2021. God Is Partying. Dieu, un fumeur de havane donc, et plus si affinité, selon un Andrew plus heureux que jamais, plus médiatisé aussi (cette année, il a demandé à sa petite amie, l’actrice Kat Dennings, en fiançailles). Est-ce à dire qu’il ne manquait dans sa vie qu’un petit coup de pouce en forme de coup de foudre ? Point de people ici, mais le fait est que son sixième album est, juste derrière le premier, puis le deuxième, très probablement le meilleur. Un retour en forme donc, selon la formule consacrée, qu’on ne se prive pas de le dire tant le plaisir est palpable, et contagieux. Pourtant, la première moitié semble documenter une certaine gueule de bois. Les riffs, sombres (mais bourrins), sont à l’image de textes comme “Your god is a liar / Deceive and desire / Knowledge eaten long ago” (sur “Everybody Sins”) ou, plus concrètement “Annihilate, annihilate, annihilate, turn me to dust”, sur le single “Babalon”. Ici, la solennité est choisie, la noirceur peinte d’une main qui n’hésite pas.

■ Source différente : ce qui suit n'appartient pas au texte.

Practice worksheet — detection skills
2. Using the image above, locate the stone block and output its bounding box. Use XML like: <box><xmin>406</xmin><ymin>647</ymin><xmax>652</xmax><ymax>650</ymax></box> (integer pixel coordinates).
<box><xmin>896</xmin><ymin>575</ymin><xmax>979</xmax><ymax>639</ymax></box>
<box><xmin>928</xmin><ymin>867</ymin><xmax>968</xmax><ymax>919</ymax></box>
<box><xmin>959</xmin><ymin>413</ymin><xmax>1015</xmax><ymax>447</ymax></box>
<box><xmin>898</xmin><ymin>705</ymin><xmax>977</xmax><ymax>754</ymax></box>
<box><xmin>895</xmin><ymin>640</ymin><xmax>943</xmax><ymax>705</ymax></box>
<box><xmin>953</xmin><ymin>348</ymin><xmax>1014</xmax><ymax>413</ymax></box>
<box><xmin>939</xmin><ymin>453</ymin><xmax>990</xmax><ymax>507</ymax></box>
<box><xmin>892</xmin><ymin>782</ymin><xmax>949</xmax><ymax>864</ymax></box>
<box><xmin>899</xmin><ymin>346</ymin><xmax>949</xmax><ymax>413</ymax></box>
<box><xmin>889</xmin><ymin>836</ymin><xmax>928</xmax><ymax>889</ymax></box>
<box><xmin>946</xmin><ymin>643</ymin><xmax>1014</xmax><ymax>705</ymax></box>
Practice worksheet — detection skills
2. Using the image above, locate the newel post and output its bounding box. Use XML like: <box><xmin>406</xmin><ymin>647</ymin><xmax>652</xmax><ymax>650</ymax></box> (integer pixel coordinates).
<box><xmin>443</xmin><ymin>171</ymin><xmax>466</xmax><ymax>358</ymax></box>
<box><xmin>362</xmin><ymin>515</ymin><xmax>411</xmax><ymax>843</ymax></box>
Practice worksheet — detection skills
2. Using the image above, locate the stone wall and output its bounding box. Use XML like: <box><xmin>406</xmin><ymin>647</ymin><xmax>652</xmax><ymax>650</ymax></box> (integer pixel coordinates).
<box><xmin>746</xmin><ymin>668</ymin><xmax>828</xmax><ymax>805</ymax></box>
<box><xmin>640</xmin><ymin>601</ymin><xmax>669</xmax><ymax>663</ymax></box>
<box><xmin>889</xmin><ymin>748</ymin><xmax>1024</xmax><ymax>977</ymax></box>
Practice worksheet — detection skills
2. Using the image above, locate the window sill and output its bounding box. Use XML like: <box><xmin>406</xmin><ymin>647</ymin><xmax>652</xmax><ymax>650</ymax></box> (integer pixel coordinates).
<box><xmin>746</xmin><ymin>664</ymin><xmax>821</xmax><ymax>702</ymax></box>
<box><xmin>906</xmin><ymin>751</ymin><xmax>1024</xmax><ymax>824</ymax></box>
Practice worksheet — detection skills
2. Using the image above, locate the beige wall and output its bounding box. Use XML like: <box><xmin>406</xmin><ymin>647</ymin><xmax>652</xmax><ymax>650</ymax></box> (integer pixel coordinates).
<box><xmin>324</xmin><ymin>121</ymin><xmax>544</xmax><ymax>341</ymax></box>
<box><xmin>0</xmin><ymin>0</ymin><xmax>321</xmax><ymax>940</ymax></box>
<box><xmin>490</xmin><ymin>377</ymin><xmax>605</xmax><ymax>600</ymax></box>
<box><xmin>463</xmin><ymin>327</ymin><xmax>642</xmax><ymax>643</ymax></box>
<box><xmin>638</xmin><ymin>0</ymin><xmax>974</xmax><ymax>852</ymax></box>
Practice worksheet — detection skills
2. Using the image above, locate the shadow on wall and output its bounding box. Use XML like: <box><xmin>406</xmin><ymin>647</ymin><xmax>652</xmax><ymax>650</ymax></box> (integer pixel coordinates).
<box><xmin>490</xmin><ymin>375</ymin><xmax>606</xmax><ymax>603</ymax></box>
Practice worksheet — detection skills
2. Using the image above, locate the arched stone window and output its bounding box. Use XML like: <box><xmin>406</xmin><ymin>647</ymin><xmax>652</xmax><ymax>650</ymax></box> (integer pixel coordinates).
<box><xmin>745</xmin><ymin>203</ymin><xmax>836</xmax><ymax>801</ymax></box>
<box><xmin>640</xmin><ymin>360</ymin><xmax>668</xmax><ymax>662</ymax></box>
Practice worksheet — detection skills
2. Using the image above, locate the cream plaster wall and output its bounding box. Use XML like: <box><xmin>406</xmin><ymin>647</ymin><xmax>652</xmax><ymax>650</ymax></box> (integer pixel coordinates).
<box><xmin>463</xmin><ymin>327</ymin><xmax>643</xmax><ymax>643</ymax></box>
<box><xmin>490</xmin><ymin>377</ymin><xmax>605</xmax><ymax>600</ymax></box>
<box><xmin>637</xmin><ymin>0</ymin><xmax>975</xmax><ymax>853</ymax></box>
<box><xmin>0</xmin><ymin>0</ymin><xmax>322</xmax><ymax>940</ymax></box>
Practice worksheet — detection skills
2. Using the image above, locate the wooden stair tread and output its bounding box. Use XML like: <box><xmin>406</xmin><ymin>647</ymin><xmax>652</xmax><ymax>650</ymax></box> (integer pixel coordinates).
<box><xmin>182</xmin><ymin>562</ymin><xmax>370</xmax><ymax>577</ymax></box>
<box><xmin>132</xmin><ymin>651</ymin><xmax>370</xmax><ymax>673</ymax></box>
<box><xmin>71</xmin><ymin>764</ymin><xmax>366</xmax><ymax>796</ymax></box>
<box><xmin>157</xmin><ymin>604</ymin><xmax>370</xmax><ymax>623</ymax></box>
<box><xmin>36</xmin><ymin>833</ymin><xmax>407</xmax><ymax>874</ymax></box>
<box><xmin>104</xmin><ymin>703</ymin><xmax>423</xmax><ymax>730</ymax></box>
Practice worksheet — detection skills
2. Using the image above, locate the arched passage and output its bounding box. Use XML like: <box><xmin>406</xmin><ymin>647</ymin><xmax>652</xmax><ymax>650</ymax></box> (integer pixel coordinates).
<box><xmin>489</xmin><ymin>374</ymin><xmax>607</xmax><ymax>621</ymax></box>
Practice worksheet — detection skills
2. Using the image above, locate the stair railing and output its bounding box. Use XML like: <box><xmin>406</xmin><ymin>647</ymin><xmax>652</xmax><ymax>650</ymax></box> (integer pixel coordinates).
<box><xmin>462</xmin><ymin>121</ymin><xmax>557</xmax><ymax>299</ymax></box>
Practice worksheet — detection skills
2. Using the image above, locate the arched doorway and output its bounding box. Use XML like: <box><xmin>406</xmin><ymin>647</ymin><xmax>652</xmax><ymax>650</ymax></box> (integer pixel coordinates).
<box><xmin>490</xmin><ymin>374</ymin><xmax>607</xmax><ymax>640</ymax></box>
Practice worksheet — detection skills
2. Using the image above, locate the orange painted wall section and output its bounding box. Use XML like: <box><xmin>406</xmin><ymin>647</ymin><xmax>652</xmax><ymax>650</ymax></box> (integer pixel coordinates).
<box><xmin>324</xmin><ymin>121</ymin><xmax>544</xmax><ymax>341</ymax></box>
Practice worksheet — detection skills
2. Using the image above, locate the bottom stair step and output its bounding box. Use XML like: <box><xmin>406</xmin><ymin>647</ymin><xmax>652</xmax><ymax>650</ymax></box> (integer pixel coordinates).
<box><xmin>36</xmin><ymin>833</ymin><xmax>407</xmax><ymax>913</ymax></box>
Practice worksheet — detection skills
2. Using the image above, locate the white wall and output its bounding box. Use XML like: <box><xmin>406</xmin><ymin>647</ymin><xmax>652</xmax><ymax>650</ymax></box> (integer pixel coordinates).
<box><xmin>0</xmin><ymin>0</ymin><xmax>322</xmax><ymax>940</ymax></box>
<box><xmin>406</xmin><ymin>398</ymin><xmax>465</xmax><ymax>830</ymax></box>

Concis (onze titres), God Is Partying fait le constat d’un échec, mais conscient, non subi. Maître de son destin, Andrew opte par la suite pour un virage complet, retrouvant la joie, la hargne, l’envie de célébrer, convoquant tout ce qui a plus (Meat Loaf) ou moins (Muse) de goût, se moque de lui, de tout, et se permet même de signer ce qui est aisément l’une de ses plus grandes compositions, “I Made It”. Oui, il l’a fait, il est redevenu, un temps, le petit con qu’il n’a sans doute jamais cessé d’être (sur la pochette, il s’est pissé dessus), tout en acceptant d’être aussi, partiellement, l’adulte qu’il ne pensait pas un jour devenir. Cela ne le rend que plus beau.